Airman magazine moves to digital home

By Air Force News on September 4, 2011

Airman magazine entered a new era Sept. 1 with the release of its final hardcopy edition and the unveiling of its new digital home.

Airman is being re-launched as a new website and, while the Web address remains, the site has a fresh format and improved functions, officials said.

In addition to the stories and photos in the print magazine, visitors to the site will notice additional content. Publishing digitally, the Airman staff will be able to provide more and different kinds of stories, officials said.

For example, the print version for September includes a block of stories on the changes in the Air Force since 9/11 with two expansive photo features, a look at Operation Noble Eagle, the personal perspective of a wounded warrior and statistics from overseas operations. On the web, this special 9/11 content is supplemented with an interview with Chief of Staff of the Air Force Gen. Norton Schwartz and a question and answer piece with Chief Master Sergeant of the Air Force James Roy. Additionally, throughout the month of September, the Airman staff will post additional perspectives from Airmen directly involved in or affected by 9/11 and a story on the changes in Air Force technology in the past decade.

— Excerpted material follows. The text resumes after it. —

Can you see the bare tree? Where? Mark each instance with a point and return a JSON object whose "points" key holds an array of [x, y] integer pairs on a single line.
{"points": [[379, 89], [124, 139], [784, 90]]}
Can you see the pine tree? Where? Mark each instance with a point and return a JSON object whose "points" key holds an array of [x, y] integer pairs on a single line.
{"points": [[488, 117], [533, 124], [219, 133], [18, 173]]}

In another example of a new storytelling feature available in the digital magazine, a multimedia video accompanies the print and photo tale of Lester West, a barber who has cut the hair of military trainees at Lackland Air Force Base, Texas, for the past 50 years.

Airman, the official magazine of the United States Air Force, has been in circulation since 1957. It has changed publication size and frequency many times over the years, having been a quarterly, monthly and, most recently, bi-monthly print publication.

As the staff moves forward into digital publishing, their goal is to continue providing Air Force readers with Airman's trademark feature-length stories and high-quality images while embracing new technologies and new ways of telling the Air Force story, officials said.